Read our latestState of AI development report– explore trends, usage, and emerging patterns!Read the results →
All Posts
Feb 19, 2025
LLM basics
What is Agentic RAG?
8 min

Discover how combining agents with RAG can make your AI workflows more context-aware, and proactive.

No items found.

Authors:

No items found.

Commonly referred to as RAG, Retrieval-Augmented Generation enhances LLM applications by adding context to prompts. RAG helps reduce hallucinations and produce more relevant outputs.  

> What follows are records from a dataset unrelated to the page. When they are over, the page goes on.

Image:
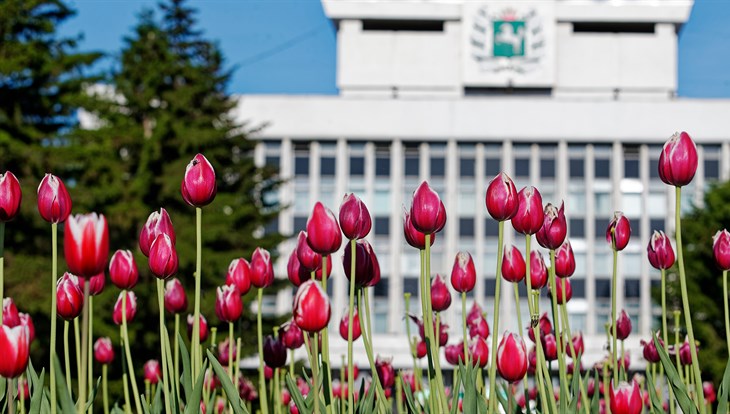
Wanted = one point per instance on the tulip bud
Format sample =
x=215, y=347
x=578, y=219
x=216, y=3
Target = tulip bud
x=354, y=217
x=513, y=265
x=14, y=347
x=228, y=304
x=626, y=398
x=721, y=249
x=623, y=326
x=262, y=270
x=414, y=237
x=311, y=307
x=463, y=274
x=239, y=275
x=564, y=260
x=152, y=372
x=103, y=351
x=678, y=160
x=502, y=202
x=86, y=244
x=123, y=269
x=291, y=336
x=130, y=307
x=618, y=231
x=69, y=297
x=428, y=213
x=176, y=301
x=198, y=186
x=512, y=358
x=529, y=218
x=10, y=195
x=345, y=323
x=157, y=223
x=440, y=295
x=203, y=327
x=274, y=352
x=163, y=257
x=554, y=227
x=538, y=270
x=54, y=203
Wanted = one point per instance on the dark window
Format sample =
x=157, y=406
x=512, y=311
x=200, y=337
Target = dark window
x=522, y=167
x=301, y=166
x=327, y=166
x=577, y=228
x=492, y=167
x=466, y=226
x=466, y=167
x=382, y=226
x=547, y=168
x=357, y=166
x=438, y=167
x=577, y=168
x=603, y=168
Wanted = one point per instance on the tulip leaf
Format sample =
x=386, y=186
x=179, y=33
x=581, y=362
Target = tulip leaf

But what if we could take it a step further?

Enter Agentic RAG—a powerful evolution where AI agents are introduced in the retrieval and generation process. These agents can reason, plan, and utilize external tools, enabling them to dynamically manage retrieval strategies, refine context understanding, and adapt workflows for complex tasks.

In this post, we’ll break down the differences between naive RAG and agentic RAG, explore a real-world use case, and examine its benefits and limitations.

Taking context one step further

Augmenting a prompt with context is what makes LLMs actually useful—it’s the difference between a chatbot that just responds and one that understands. Imagine you’re building an internal knowledge base chatbot. With the right context, it can do more than just surface docs—it can guide employees to the right answers, freeing up support teams for bigger challenges.

The RAG process. Source: Link

For instance, a new employee could ask such a chatbot how often employee training occurs. Given the context of the company’s internal policies and training schedule, the chatbot can respond accordingly.

So let’s say the chatbot responds with how often employee training occurs, but now what? For a “naive” RAG chatbot, that might be it. While the knowledge of how often training occurs might be helpful to a new employee, it doesn’t necessarily assist them in actually signing up for and completing the training – if they even need that specific training in the first place.

Agentic RAG goes beyond adding context—it brings AI agents into the workflow, enabling the chatbot to take action, make decisions, and adapt dynamically.

In the case of our internal knowledge base chatbot example, an AI agent could determine if the employee needs the training based on context such as the employee’s role, responsibilities, and access permissions. Then, based on this context, the agent can perform tasks such as providing the most updated training schedule or even signing up the employee for the next session. 

In other words, the agent can use context to decide what to do and has access to tools that enable it to execute on that decision.

Why Agentic RAG?

You might be asking yourself, “How is this different from traditional non-AI rule-based systems that use conditionals to determine next steps?” It is an important question to ask and the answer is this:

  • Agentic RAG frees developers from having to write code for every possible “if-then.”
  • Agentic RAG is not limited to just the scenarios specified by developers – it can autonomously handle cases it has never encountered before by drawing on learned data.
  • Agentic RAG has the ability to learn from interactions, adapting and refining its performance over time.

While RAG improves LLM responses by reducing hallucinations and enhancing factual accuracy, it is limited to simply generating responses. Agentic RAG enables more intelligent automation that becomes more sophisticated and refined as it learns more. Agentic RAG is modular and scalable, reducing the need for human oversight.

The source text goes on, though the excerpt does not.